This topic had to come up in a course about economics: Monetary Policy and the Federal Reserve. This episode was mostly informative and less opinionated than other episodes, but there were still some major problems that need clarification:
“Decreasing the Money Supply”
Crash Course mentioned that the Fed can increase the money supply through different means in an expansionary policy, but they also said many times that in a contractionary policy, the Fed can decrease the money supply. They even mentioned as an example that in the 1970’s, Fed Chair Paul Volcker decreased the money supply to combat inflation.
A decrease in the money supply would mean that the Fed is literally taking money out circulation and eliminating it, so there are fewer dollars circulating in the economy. This never happens.
What does happen (and what Paul Volcker did) was increase the discount rate so that money was being created at a much slower rate. Since the Fed creates money and lends it to commercial banks at the discount rate, increasing the discount rate would mean that fewer loans are made to banks, so less money is being created.

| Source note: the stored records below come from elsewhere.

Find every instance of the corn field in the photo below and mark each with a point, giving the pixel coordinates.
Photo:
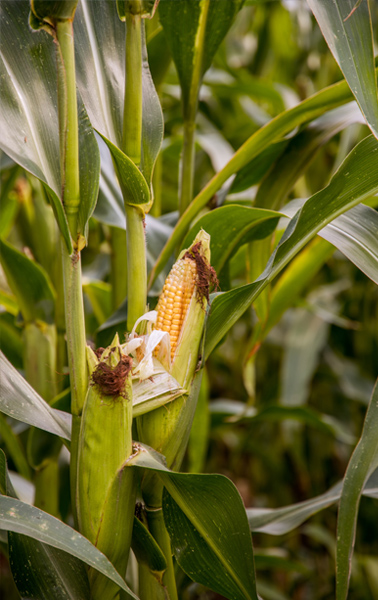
(188, 300)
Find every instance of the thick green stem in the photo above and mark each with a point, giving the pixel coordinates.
(149, 586)
(132, 139)
(157, 187)
(157, 528)
(73, 295)
(119, 265)
(76, 350)
(60, 319)
(136, 263)
(75, 329)
(132, 113)
(190, 112)
(69, 136)
(187, 165)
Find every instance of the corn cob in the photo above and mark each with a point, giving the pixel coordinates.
(175, 299)
(181, 312)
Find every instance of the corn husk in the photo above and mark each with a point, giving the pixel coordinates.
(105, 489)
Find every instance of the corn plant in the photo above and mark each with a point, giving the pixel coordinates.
(107, 373)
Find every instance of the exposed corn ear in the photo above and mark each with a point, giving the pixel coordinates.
(175, 299)
(167, 429)
(105, 488)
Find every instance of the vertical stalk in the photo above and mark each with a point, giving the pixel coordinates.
(157, 187)
(157, 527)
(119, 266)
(137, 267)
(187, 164)
(73, 296)
(75, 328)
(131, 145)
(70, 134)
(190, 112)
(132, 110)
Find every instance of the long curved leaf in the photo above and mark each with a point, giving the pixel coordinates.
(363, 461)
(230, 227)
(28, 520)
(19, 401)
(216, 552)
(29, 282)
(347, 29)
(355, 234)
(275, 130)
(38, 568)
(193, 31)
(356, 179)
(278, 521)
(100, 62)
(29, 115)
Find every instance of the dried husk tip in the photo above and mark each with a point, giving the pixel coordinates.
(105, 488)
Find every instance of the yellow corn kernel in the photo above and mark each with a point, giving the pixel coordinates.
(175, 299)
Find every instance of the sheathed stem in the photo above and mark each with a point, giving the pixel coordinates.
(190, 112)
(187, 165)
(136, 265)
(132, 112)
(73, 296)
(157, 527)
(119, 265)
(132, 139)
(69, 136)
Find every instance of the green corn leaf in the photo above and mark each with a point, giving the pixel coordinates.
(19, 401)
(14, 447)
(217, 553)
(11, 339)
(132, 180)
(272, 132)
(22, 518)
(303, 414)
(194, 31)
(38, 568)
(230, 227)
(354, 233)
(99, 38)
(363, 462)
(146, 549)
(356, 179)
(279, 521)
(300, 152)
(30, 114)
(30, 284)
(347, 29)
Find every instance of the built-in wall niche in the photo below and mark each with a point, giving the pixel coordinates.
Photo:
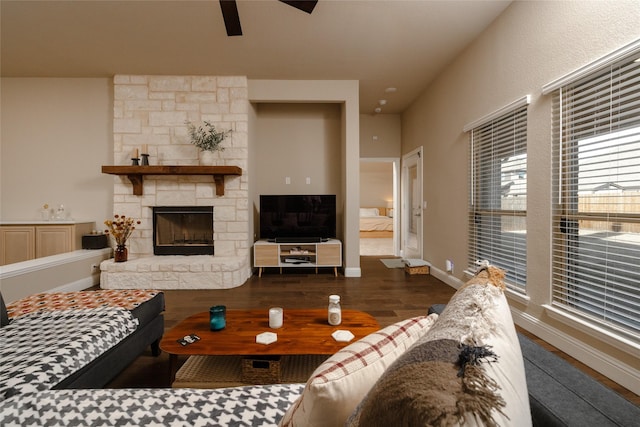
(183, 230)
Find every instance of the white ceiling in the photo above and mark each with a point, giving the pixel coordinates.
(381, 43)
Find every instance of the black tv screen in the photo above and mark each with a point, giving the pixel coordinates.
(297, 216)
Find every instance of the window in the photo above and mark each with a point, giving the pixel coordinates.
(498, 196)
(596, 225)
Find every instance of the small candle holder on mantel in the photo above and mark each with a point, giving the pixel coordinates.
(135, 160)
(145, 155)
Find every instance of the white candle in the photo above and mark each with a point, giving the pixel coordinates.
(275, 317)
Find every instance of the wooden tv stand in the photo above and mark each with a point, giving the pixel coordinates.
(284, 255)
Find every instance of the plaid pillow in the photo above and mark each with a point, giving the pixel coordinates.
(341, 382)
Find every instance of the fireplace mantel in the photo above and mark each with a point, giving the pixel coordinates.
(136, 174)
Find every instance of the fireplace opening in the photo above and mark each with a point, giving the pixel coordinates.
(183, 230)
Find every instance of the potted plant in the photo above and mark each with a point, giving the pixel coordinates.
(120, 228)
(207, 138)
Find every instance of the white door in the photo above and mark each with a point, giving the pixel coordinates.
(412, 205)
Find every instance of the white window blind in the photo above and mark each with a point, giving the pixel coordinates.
(596, 225)
(498, 196)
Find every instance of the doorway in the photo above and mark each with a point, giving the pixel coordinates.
(379, 203)
(411, 234)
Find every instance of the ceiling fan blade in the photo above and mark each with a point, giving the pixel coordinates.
(231, 18)
(303, 5)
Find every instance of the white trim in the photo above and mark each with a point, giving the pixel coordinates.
(622, 373)
(521, 102)
(445, 277)
(627, 50)
(78, 285)
(38, 264)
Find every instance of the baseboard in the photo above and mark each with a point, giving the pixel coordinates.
(78, 285)
(621, 373)
(447, 278)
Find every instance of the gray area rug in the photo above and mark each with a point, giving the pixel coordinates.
(393, 262)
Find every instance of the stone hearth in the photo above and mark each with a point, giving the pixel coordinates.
(174, 272)
(151, 111)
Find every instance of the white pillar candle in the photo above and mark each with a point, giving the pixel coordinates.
(275, 317)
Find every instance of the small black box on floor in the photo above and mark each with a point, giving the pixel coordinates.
(94, 241)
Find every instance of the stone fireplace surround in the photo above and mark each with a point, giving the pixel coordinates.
(151, 111)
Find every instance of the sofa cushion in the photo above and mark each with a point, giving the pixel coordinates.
(429, 385)
(338, 384)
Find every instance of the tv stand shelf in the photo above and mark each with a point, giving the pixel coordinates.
(284, 255)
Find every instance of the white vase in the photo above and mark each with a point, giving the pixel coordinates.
(208, 158)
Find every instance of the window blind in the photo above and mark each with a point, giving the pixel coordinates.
(498, 196)
(596, 222)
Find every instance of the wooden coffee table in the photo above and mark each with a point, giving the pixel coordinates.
(304, 331)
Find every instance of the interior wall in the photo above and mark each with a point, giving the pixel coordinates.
(297, 148)
(529, 45)
(380, 135)
(345, 94)
(376, 184)
(56, 134)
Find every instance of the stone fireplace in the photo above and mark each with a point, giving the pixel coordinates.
(150, 112)
(183, 230)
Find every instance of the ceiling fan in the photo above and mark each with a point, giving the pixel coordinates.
(232, 19)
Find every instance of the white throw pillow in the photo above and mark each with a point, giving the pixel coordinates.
(341, 382)
(423, 383)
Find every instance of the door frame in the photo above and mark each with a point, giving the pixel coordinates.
(405, 210)
(396, 196)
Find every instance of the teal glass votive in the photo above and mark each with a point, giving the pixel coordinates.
(217, 317)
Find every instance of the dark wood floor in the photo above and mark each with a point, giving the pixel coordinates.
(387, 294)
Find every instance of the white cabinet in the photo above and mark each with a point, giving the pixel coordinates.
(283, 255)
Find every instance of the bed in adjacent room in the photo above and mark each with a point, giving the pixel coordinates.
(376, 223)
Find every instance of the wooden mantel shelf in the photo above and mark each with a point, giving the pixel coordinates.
(136, 173)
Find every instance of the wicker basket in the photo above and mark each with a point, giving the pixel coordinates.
(423, 269)
(261, 370)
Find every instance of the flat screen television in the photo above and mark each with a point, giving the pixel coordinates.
(297, 217)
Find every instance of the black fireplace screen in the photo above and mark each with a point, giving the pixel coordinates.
(183, 230)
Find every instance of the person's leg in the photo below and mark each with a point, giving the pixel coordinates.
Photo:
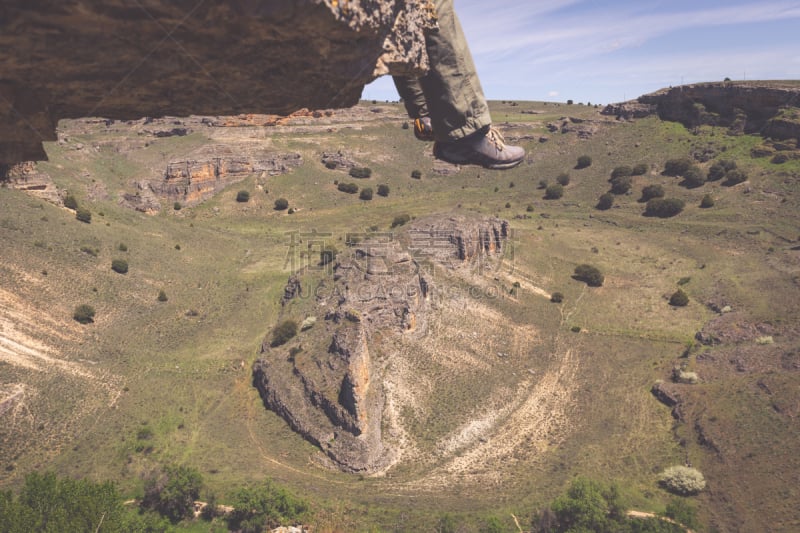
(451, 88)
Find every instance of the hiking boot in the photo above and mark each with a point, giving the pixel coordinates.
(486, 148)
(423, 130)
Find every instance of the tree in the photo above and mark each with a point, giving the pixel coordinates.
(652, 191)
(120, 266)
(172, 492)
(589, 274)
(264, 507)
(554, 191)
(283, 333)
(583, 162)
(84, 314)
(679, 299)
(605, 202)
(84, 215)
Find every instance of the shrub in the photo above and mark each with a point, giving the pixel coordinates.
(652, 191)
(584, 161)
(679, 299)
(84, 314)
(349, 188)
(605, 202)
(120, 266)
(620, 172)
(621, 185)
(361, 172)
(693, 177)
(84, 215)
(677, 167)
(399, 220)
(283, 333)
(70, 202)
(663, 207)
(589, 274)
(734, 177)
(554, 191)
(683, 480)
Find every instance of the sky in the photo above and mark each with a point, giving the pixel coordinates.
(606, 51)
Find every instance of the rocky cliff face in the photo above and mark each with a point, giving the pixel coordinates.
(327, 383)
(110, 58)
(764, 108)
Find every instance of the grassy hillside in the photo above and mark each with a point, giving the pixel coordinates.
(75, 398)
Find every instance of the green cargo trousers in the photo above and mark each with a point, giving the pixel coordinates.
(450, 93)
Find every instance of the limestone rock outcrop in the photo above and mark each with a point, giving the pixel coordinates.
(327, 382)
(123, 60)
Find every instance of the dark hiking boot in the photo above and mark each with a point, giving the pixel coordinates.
(423, 130)
(486, 148)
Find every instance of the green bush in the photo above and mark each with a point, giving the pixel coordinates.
(621, 172)
(172, 492)
(399, 220)
(554, 191)
(84, 314)
(679, 299)
(682, 480)
(84, 215)
(693, 177)
(283, 333)
(621, 185)
(734, 177)
(361, 172)
(589, 274)
(707, 201)
(349, 188)
(677, 167)
(70, 202)
(605, 202)
(120, 266)
(664, 207)
(652, 191)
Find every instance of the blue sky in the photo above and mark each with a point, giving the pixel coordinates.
(610, 51)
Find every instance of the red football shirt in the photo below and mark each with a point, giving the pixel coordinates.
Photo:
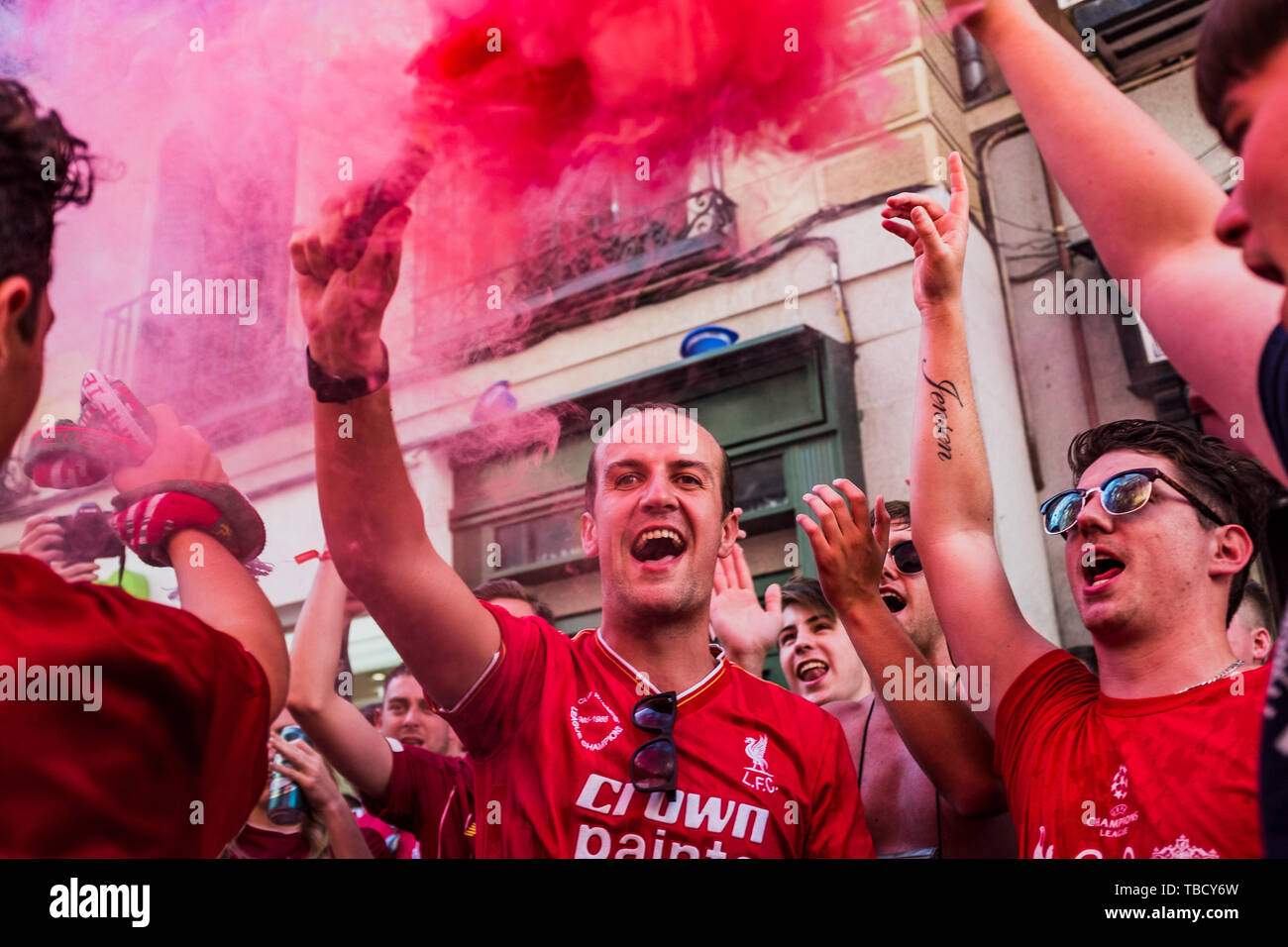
(761, 772)
(1090, 776)
(180, 720)
(430, 795)
(261, 841)
(384, 840)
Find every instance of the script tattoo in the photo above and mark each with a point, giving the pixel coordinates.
(939, 392)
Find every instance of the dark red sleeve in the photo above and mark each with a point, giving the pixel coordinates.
(837, 827)
(374, 836)
(171, 761)
(1048, 690)
(507, 690)
(214, 694)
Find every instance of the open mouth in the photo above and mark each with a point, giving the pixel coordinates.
(809, 672)
(656, 544)
(1102, 570)
(894, 600)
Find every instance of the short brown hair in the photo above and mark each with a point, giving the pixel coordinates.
(806, 592)
(506, 587)
(1235, 486)
(1236, 39)
(725, 468)
(1256, 599)
(33, 144)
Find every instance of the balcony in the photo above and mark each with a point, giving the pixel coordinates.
(592, 269)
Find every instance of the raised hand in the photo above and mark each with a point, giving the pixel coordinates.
(180, 454)
(346, 285)
(936, 237)
(746, 630)
(848, 552)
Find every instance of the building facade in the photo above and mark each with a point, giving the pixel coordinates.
(789, 256)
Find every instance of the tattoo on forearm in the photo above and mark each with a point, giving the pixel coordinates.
(939, 393)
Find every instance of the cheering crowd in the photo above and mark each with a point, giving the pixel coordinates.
(656, 735)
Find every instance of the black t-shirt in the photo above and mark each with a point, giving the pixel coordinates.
(1273, 382)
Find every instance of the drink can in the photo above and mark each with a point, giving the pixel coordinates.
(286, 802)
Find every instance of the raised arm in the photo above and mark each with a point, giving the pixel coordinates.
(1149, 208)
(334, 724)
(945, 738)
(374, 522)
(952, 497)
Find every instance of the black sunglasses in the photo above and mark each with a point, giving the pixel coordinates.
(1124, 492)
(906, 558)
(655, 764)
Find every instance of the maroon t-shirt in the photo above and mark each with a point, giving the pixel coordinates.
(432, 796)
(1091, 776)
(761, 774)
(171, 761)
(257, 841)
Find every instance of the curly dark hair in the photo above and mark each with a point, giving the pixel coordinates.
(43, 169)
(1235, 486)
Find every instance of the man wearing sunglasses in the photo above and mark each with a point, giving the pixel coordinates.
(905, 813)
(1158, 758)
(636, 740)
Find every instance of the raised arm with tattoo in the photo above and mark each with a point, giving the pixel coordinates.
(952, 497)
(374, 522)
(1149, 208)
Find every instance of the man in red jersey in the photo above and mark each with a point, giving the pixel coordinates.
(161, 751)
(400, 768)
(906, 815)
(1158, 757)
(634, 740)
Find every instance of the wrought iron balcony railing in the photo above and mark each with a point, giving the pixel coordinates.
(601, 268)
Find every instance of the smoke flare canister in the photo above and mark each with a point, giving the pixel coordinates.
(286, 801)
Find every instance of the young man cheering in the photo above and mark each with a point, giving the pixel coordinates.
(1158, 758)
(635, 740)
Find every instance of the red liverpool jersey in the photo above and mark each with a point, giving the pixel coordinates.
(430, 795)
(127, 728)
(1090, 776)
(763, 774)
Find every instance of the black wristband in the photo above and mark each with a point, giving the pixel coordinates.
(329, 388)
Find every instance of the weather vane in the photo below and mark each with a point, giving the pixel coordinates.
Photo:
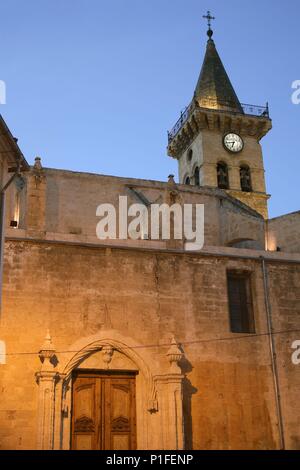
(209, 19)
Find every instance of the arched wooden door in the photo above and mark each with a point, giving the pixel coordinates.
(103, 411)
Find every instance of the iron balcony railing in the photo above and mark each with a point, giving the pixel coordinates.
(220, 106)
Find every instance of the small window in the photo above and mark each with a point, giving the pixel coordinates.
(245, 174)
(240, 302)
(2, 353)
(222, 172)
(190, 155)
(197, 176)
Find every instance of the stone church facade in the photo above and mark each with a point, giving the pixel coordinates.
(141, 344)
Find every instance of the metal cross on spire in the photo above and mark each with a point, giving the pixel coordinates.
(209, 19)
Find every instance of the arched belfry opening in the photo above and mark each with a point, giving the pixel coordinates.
(222, 175)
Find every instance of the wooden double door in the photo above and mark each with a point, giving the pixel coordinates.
(103, 411)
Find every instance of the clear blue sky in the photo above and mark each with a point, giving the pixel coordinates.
(94, 85)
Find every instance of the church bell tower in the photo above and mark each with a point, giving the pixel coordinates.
(217, 139)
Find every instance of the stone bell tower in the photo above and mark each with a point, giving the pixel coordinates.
(217, 139)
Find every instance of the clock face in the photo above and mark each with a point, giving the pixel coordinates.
(234, 143)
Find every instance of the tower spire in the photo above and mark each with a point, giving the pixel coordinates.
(214, 89)
(209, 19)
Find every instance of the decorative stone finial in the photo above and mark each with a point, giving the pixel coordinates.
(38, 163)
(209, 18)
(47, 351)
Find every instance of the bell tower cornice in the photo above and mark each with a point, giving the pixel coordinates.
(252, 121)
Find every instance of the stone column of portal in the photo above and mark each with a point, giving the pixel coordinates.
(170, 400)
(46, 379)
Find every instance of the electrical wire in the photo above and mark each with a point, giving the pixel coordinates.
(183, 343)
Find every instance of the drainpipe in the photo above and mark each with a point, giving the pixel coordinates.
(273, 354)
(16, 174)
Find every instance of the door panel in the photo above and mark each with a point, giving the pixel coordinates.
(85, 414)
(103, 412)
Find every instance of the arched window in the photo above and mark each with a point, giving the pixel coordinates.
(245, 175)
(190, 155)
(197, 176)
(223, 180)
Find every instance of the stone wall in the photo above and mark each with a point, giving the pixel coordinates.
(149, 296)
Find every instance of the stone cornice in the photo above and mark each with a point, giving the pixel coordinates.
(217, 120)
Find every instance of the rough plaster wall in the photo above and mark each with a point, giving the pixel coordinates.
(74, 291)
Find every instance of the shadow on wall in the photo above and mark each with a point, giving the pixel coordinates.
(245, 243)
(188, 391)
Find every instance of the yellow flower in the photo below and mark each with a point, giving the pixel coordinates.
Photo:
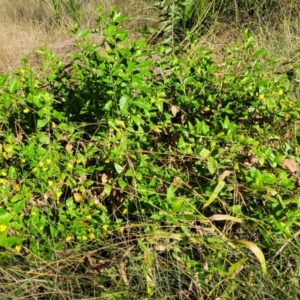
(18, 249)
(69, 238)
(3, 228)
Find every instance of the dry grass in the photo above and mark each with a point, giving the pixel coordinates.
(31, 26)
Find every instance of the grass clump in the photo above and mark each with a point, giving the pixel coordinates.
(146, 173)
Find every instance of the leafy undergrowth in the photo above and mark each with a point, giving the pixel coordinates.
(148, 173)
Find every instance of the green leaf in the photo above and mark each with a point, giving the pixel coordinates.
(13, 85)
(211, 165)
(178, 205)
(215, 193)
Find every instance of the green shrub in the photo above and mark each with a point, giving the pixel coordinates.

So the Money Supply never decreases, it just slows the rate of increase. These are two very different things, as important as the difference between the deficit and the debt.
The Great Depression
Crash Course often says that answers to certain economic questions are very complicated, but they don’t seem to have a problem with claiming what prolonged the great depression:
The Fed gets blamed for prolonging the Depression because it didn’t give banks emergency loans, which would have increased the liquidity in banks and the money supply in general.
This is a very big statement about the Great Depression, essentially arguing that the Depression would not have been as bad if the Fed had just bailed out the banks.
This is a highly debatable suggestion to say the least, as economists and historians still disagree about what made the Great Depression so severe, compared to previous slumps. It is very likely a combination of monetary and fiscal policy, and The Austrian School would even suggest that the Fed’s very expansionary policy throughout the 1920’s caused the Great Depression’s severity.
Additionally, since the United States did bail out banks following the 2008 financial crisis, why was the recession so prolonged?
Why Has There Not Been Any Inflation?
If the Fed has been increasing the money supply steadily since 2008, why has the actual inflation rate stayed so low?
Crash Course gives three possible answers to this: 1. Banks are not lending out the money they receive from the Fed, so the dollars are not circulating to increase prices. 2. Uncertainty in Europe, which means foreign investors are holding US Dollars, so again, they are not circulating and raising prices. 3. The economy is still sputtering.
For number 3, why would low inflation be the result of a bad economy? I suppose that Crash Course is saying that too many people are saving instead of spending, so money is not circulating in the economy and pushing prices up. This brings us back to our discussion on Deflation, Saving, and Spending, which I won’t rewrite here.
An alternative explanation that Crash Course did not mentioned is that prices are rising quickly in certain sectors of the economy, namely housing (again) and high-priced luxury goods. If the newly-printed money is only being used in these areas, it will take longer before the prices of normal consumer goods rise.
As I mentioned at the beginning, a lot of this episode was an explanation of what the Fed does, since it’s probably not common knowledge for the normal Crash Course fan. Besides these few (albeit major, especially the first one on decreasing the money supply) errors or opinions, the episode on the whole was pretty informative, and it did a good job at explaning a very difficult concept quite clearly.